A left turn past the door showed a wide, welcoming staircase to the second floor with residential rooms and the asylum’s small synagogue in a brightly lit entry hall, and a hallway on the first floor leading to the rooms of residents, the kosher kitchen, and the living room. The woman guided us through the building, taking us to the rooms of several of the residents to whom I spoke in a mixture of French and Spanish, since most of them were from the Spanish speaking territories in northern Morocco, the vast majority from Tetouan and Tangier with a few from Chefchaouen. A brother and sister pair lived here, as well as others with no family left in Morocco. Each room had a mezuzah on the door-frame, and bits of Judaica scattered the white, sanitary walls, giving a hint of character. It was as though the asylum were a white-washed and clinical museum, show-casing ephemeral Ladino culture via its living residents.

All of the residents seemed happy to have visitors and were delighted to talk with us, even if it was difficult and puzzling for them. There was one visitor in particular, a man who lived on the second floor and whose sister teaches French in Los Angeles, who made quite an impression on us. He was several inches taller than I am despite his hunched back and heavy paunch. A ring of fuzzy white hair ran around his head, with a tuft like ice-cream at the top. Color photographs of his sister and her husband were pasted on the wall next to his bed, and a tray of untouched, steaming couscous sat on his wooden desk. He had studied English in his youth and lept at the chance to practice with three Americans. He asked us our names and kissed us on the hand, and then proceeded to stick his index fingers in his ears and wiggle them while closing his eyes tight.

“Lord, do you have a message for… Gin?” he inquired. He opened his eyes. “Do you pray?” he asked Gin, a visiting friend of mine, who nodded. He stuck his fingers back in his ears. “You will be married in two years. God loves you. Say, ‘thank you Lord.’” “Thank you,” said Gin. “Lord.” “Lord,” repeated Gin. He turned to Michal, another visiting friend of mine, and repeated the gesture of sticking his fingers in his ears. “Lord, do you have a message for… Michal?” Moments passed. “Your parents love you. You will be married in six years.” Michal thanked him. Then the man turned toward me. “Lord, do you have a message fo… Alma?” One beat of silence, two beats of silence. “Beware of the robbers. You will be married very soon.”

We thanked him, bid goodbyes to him, and exited his room. He followed us down the hall while we looked into the little synagogue, and then left us. We passed portraits of the founders of the asylum, M. Haim and Mme.
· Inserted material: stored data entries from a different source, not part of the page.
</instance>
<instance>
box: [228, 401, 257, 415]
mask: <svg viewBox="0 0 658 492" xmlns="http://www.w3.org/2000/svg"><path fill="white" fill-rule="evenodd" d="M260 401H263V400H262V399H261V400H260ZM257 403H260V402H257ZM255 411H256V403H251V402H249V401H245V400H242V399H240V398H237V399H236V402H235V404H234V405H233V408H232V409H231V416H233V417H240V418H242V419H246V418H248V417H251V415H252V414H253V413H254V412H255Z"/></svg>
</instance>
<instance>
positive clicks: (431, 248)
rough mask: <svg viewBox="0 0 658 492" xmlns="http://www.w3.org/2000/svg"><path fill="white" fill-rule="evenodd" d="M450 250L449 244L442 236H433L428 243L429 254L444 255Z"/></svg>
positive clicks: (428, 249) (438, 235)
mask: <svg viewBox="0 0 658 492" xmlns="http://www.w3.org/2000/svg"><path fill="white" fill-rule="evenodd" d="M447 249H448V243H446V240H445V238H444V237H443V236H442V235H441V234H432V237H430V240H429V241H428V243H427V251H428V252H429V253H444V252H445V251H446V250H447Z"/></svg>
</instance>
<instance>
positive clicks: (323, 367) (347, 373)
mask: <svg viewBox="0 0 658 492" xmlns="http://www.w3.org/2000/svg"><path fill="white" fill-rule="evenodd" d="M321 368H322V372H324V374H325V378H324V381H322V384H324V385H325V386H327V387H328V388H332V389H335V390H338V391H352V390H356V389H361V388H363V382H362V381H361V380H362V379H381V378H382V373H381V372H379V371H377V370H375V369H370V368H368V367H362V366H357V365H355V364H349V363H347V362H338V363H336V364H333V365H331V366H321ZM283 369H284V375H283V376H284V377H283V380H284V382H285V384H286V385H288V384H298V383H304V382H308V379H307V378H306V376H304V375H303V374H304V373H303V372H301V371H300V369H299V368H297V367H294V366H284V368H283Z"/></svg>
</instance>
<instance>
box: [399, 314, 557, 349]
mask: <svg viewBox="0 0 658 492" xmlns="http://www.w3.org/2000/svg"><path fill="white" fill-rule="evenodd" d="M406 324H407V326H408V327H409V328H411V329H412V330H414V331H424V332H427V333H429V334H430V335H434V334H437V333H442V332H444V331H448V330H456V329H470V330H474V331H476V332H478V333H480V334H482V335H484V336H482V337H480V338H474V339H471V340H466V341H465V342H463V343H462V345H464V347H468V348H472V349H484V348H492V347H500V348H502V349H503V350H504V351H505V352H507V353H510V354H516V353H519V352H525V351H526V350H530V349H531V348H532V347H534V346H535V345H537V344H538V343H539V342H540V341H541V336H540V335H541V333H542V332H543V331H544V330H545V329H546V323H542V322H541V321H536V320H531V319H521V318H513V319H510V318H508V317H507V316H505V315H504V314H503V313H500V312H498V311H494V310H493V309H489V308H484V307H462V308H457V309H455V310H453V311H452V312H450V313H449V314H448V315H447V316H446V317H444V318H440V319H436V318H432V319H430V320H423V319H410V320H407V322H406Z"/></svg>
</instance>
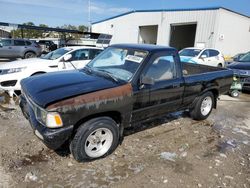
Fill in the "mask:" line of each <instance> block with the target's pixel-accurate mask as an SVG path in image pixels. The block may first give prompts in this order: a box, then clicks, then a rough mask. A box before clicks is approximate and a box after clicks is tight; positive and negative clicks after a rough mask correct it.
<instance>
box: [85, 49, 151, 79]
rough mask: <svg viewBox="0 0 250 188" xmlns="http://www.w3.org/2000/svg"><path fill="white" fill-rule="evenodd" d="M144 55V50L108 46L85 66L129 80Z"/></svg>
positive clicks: (130, 78) (116, 77)
mask: <svg viewBox="0 0 250 188" xmlns="http://www.w3.org/2000/svg"><path fill="white" fill-rule="evenodd" d="M146 56H147V52H145V51H138V50H132V49H121V48H114V47H109V48H107V49H106V50H105V51H103V52H102V53H101V54H100V55H99V56H97V57H96V58H95V59H94V60H92V61H91V62H90V63H89V64H88V65H87V67H88V68H91V69H93V70H96V71H100V72H103V73H108V74H109V75H111V76H113V77H114V78H118V79H120V80H124V81H129V80H130V79H131V78H132V76H133V75H134V73H135V72H136V70H137V69H138V67H139V65H140V64H141V63H142V62H143V60H144V59H145V57H146Z"/></svg>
Donna Benchimol, descended the stairs, thanked the guardian and walked up the ramp and out, passing unmolested by the barking dogs. We exited onto the street after a sun-shower had recently passed through, a little bit hungry and with much about which to think.

The Jews of Morocco now number between 3,000-5,000 strong, concentrated in Casablanca with smaller communities elsewhere. At its peak from the middle of the last century, Tangier’s community alone is purported to have numbered about 22,000.